Hm..maybe newer Dual Rectifier can better adjust volume than old?
'Cause as I say, I set a minimal level of send, minimum level of master volume and get louud tone


----------



## lemeker (Jul 24, 2014)

.......so I didn't want to tag on to the other post., here are my settings (o'clock):

Red Channel:
Bass-9 Treb-3 Mid-2 Pres-2 Gain-2 Master-9

Orange Channel:
Bass-0 Treb-3 Mid-12:30 Pres-2 Gain-11 Master-11

on the back panel my send knob is at 12 , mix is 100%.

I use the output knob on the front as my main volume.

It will get loud.....but you have some room to work with.


----------



## lemeker (Jul 24, 2014)

TheSooth said:


> Hm..maybe newer Dual Rectifier can better adjust volume than old?
> 'Cause as I say, I set a minimal level of send, minimum level of master volume and get louud tone




not sure then...try an eq in the loop maybe? I use the mxr. It has a volume and a gain slider that help a bit.


----------



## cardinal (Jul 24, 2014)

OP: you have a Rev F with a serial loop; everyone else is talking about send and mix levels for the Rev G and onward parallel loops. Just forget about the mix level and adjust the only knob you have for the loop (the send level).

And yes, all of the knobs are going to be very touchy trying to get really low volumes. If I need bedroom volumes, I'm literally just tapping on the knob to turn it up or down. Actually trying to turn it, even a very small amount, will take the volume to inaudible to as loud as a jet engine.


----------



## TheSooth (Jul 24, 2014)

cardinal said:


> OP: you have a Rev F with a serial loop; everyone else is talking about send and mix levels for the Rev G and onward parallel loops. Just forget about the mix level and adjust the only knob you have for the loop (the send level).
> 
> And yes, all of the knobs are going to be very touchy trying to get really low volumes.
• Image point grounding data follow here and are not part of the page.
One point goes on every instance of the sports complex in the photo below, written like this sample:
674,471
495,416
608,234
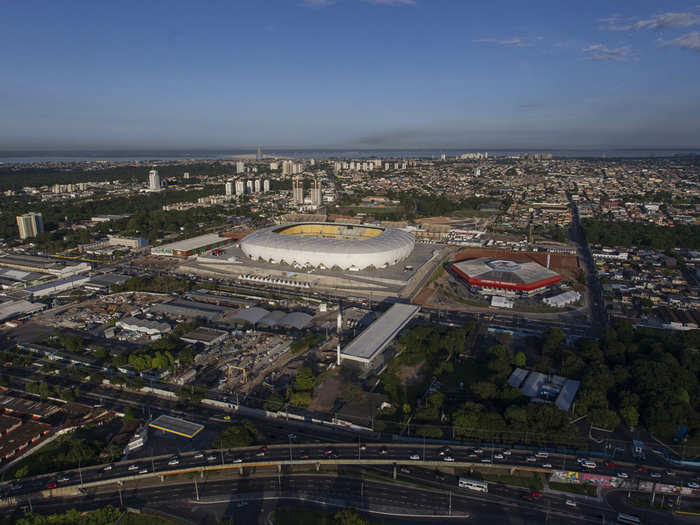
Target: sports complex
487,276
329,245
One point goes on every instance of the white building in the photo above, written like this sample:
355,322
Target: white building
154,180
30,224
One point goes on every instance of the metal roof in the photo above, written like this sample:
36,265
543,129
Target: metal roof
250,315
380,333
296,320
533,383
272,318
176,426
504,270
517,377
193,242
567,394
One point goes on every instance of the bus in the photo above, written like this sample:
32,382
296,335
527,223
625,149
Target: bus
628,519
473,484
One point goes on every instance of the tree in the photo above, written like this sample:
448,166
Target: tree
520,360
304,380
630,416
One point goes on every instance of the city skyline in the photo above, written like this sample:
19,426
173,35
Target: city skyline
351,74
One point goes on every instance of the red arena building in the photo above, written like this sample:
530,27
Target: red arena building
498,276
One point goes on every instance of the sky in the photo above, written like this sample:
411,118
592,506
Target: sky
349,73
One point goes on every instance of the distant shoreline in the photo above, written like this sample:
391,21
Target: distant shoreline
14,157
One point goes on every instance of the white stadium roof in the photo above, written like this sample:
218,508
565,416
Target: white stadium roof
385,249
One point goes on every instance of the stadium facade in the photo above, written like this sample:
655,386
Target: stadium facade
498,276
329,245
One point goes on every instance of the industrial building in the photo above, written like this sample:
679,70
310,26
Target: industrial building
177,426
30,224
192,246
329,245
498,276
367,349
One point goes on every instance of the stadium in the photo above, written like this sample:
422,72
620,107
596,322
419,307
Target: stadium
487,276
329,245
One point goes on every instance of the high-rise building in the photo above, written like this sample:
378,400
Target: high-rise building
30,224
298,190
153,180
316,193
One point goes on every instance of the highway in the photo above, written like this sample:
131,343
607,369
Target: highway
403,455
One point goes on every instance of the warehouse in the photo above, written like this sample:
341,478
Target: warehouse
194,246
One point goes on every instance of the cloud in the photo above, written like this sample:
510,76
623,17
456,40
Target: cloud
690,41
661,21
393,3
506,42
317,3
603,52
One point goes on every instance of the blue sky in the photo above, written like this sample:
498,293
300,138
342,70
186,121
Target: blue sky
350,73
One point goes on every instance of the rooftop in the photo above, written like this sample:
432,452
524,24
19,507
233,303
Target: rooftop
177,426
381,332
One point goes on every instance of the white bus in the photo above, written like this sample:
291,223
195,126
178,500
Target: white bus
628,519
473,484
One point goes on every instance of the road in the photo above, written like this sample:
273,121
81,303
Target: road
358,453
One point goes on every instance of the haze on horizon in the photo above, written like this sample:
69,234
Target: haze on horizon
350,74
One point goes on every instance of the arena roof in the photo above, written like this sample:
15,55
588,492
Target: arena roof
346,246
377,336
507,274
176,426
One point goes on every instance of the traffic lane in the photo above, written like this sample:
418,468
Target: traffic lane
354,492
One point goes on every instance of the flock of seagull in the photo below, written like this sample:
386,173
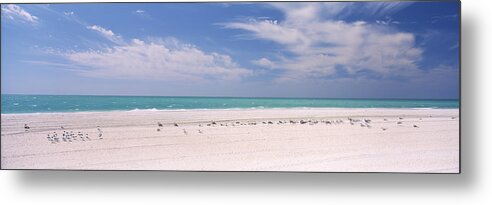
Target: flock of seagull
68,136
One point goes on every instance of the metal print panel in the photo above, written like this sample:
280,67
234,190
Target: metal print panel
232,86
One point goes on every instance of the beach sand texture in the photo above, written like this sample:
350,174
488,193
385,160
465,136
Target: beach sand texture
396,140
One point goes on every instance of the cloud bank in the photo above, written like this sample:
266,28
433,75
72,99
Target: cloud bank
158,59
316,45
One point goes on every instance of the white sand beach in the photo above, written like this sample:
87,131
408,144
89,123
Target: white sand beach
374,140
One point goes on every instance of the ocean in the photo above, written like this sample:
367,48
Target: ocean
84,103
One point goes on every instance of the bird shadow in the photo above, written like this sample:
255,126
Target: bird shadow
304,181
If I need bedroom volumes, I'm literally just tapping on the knob to turn it up or down. Actually trying to turn it, even a very small amount, will take the volume to inaudible to as loud as a jet engine.



Right, this is Rev F.
Thanks, will try to get a good bedroom volume level


----------



## TRENCHLORD (Jul 24, 2014)

TheSooth said:


> Yesterday I enabled fx-loop and set send level to 2, Channel Volume to (5.30 - Max) and Master Volume to (7 - Min). I get loud tone, but! At this volume I can play.
> 
> If I will raise a master volume tone I will be loss my windows




Still not sure why you're setting the channel master near max?
I think people do it to slam the power tubes as hard as possible for more punch ,.

In other words, with the loop engaged the send knob is attenuating the signal anyways before it hits the power section.

If you want the output knob to not be so touchy, just set both the channel and the effects send at reasonable settings (9:00-12:00).
Bedroom volume isn't even going to engage the speakers anyways .


----------



## 7 Strings of Hate (Jul 24, 2014)

You can try, but what you really need is just what you really need and there isnt a whole lot of getting around it : a hotplate.


----------



## TRENCHLORD (Jul 24, 2014)

Is your vertical 212 a new model or older halfback with the open-back side for one of the speakers?

For quieter playing I always prefer ground speakers only (like a horizontal 212).
You might try laying the vertical on it's side so that the top speaker isn't pointing at the ears. Makes it quieter for the rest of the house as well.


----------



## TheSooth (Jul 25, 2014)

TRENCHLORD said:


> Is your vertical 212 a new model or older halfback with the open-back side for one of the speakers?
> 
> For quieter playing I always prefer ground speakers only (like a horizontal 212).
> You might try laying the vertical on it's side so that the top speaker isn't pointing at the ears. Makes it quieter for the rest of the house as well.



I have old 212, but with closed back like on photo






About channel volume - yeah, to get more punchy tone 


Thanks for advices guys!


----------